Mallow's main station building is located on the south side of the railway tracks, nearest to the town, and is constructed from the grey stone typical of many Irish stations. It houses the booking office, administration accommodation and other facilities. There is a covered footbridge at the south-west end which enables passengers to reach the two other platforms, which are all through platforms. It is the transfer station for passengers changing onto the Mallow–Tralee line. The station was acclaimed as Iarnród Éireann's best overall station in 2004.

==Location==
The station is located in Annabella, just outside Mallow, in north County Cork. It is situated just north of the junction between the lines from Cork and Tralee. It is two miles from Cork Racecourse.

==History==

The station opened on 19 March 1849 when the line from Limerick Junction opened.
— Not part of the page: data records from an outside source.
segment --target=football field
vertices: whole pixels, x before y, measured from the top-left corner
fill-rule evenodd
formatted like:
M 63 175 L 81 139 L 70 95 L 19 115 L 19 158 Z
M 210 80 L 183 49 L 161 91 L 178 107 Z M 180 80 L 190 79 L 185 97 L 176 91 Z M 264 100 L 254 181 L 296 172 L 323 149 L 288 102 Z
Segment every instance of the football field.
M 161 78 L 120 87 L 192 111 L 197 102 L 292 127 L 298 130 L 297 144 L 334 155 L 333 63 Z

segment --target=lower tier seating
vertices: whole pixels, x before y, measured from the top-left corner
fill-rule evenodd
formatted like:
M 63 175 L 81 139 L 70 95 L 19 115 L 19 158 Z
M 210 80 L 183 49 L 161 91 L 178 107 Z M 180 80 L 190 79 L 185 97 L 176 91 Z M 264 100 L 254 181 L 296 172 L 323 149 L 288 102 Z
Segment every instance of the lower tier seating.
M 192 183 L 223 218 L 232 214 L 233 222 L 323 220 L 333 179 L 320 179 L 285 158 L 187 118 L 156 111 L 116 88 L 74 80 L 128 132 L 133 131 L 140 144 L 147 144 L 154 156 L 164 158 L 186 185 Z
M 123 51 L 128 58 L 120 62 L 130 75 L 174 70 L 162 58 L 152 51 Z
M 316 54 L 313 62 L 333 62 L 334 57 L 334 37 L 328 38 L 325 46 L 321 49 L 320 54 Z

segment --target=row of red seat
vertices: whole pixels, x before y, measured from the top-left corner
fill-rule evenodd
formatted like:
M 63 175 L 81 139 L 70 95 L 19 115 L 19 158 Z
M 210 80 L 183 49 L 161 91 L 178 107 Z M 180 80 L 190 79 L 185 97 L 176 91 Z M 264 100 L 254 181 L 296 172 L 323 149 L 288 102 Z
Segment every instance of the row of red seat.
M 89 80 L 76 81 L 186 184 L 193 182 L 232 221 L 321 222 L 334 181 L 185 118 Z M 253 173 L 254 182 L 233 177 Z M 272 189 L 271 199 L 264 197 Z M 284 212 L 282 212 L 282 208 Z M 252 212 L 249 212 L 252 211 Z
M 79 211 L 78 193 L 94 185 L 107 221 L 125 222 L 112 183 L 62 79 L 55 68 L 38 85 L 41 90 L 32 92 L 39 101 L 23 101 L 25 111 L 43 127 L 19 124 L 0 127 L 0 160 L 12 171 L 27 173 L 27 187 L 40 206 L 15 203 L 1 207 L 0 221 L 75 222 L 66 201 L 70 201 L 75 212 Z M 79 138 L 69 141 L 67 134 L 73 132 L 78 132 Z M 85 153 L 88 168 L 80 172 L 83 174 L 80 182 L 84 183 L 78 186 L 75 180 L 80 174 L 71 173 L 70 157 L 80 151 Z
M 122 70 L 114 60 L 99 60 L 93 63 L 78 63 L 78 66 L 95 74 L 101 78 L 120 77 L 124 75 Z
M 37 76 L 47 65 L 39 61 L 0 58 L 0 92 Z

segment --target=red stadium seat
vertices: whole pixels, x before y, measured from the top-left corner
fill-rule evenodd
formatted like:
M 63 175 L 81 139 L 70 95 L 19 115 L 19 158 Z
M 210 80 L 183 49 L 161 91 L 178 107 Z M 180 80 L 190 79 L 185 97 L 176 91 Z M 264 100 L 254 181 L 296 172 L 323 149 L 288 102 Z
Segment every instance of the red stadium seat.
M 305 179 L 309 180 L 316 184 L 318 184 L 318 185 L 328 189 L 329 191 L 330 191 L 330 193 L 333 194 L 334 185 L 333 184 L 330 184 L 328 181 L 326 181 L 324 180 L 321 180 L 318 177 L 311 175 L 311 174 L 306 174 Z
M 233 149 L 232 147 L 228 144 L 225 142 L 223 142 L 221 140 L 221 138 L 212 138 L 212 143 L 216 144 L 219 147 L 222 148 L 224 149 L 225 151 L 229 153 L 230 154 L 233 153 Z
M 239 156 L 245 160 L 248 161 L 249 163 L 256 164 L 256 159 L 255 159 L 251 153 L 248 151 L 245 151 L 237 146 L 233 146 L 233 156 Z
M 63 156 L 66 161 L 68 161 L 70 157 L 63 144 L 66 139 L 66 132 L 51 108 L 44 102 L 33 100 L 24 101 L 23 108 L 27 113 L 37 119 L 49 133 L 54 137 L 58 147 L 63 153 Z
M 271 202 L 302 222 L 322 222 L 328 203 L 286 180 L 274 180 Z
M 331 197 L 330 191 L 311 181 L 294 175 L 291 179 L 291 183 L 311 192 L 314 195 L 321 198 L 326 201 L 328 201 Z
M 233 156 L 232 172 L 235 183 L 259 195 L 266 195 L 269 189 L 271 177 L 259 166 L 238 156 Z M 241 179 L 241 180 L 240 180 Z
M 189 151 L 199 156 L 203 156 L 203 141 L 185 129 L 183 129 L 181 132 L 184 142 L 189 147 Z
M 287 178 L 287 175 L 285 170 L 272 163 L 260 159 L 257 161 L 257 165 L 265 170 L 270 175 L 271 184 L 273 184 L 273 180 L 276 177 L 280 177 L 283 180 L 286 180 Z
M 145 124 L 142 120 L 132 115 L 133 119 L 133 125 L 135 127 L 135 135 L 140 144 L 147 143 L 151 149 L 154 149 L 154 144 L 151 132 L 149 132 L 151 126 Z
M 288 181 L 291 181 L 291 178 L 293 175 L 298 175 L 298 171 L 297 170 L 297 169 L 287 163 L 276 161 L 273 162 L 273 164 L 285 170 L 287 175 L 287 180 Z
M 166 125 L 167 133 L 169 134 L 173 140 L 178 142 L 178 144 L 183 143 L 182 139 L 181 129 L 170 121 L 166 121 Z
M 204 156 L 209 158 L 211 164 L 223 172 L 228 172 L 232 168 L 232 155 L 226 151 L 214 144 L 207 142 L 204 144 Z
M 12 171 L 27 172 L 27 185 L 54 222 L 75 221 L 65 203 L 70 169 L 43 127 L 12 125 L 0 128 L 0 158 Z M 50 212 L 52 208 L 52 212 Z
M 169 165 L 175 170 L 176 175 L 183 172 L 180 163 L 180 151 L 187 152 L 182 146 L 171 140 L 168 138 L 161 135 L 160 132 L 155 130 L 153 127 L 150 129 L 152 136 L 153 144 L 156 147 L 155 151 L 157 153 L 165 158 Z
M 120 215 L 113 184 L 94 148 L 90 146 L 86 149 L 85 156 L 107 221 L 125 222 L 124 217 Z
It was originally built and operated by the Mallow and Fermoy Railway, which became part of the Great Southern and Western Railway in 1857. Until March 1967 Mallow was also the junction of a line which ran to Waterford via Fermoy, Lismore and Dungarvan.

==Services==
Passengers can travel from Mallow to Limerick Junction to reach Limerick, Ennis, Athenry, Oranmore and Galway along the Western Rail Corridor. There are also trains from Limerick Junction via Clonmel to Waterford.

===Rail Air Links===
Passengers can travel direct to Farranfore for Kerry Airport. Passengers can travel via Limerick Junction and Limerick for a bus connection to Shannon Airport.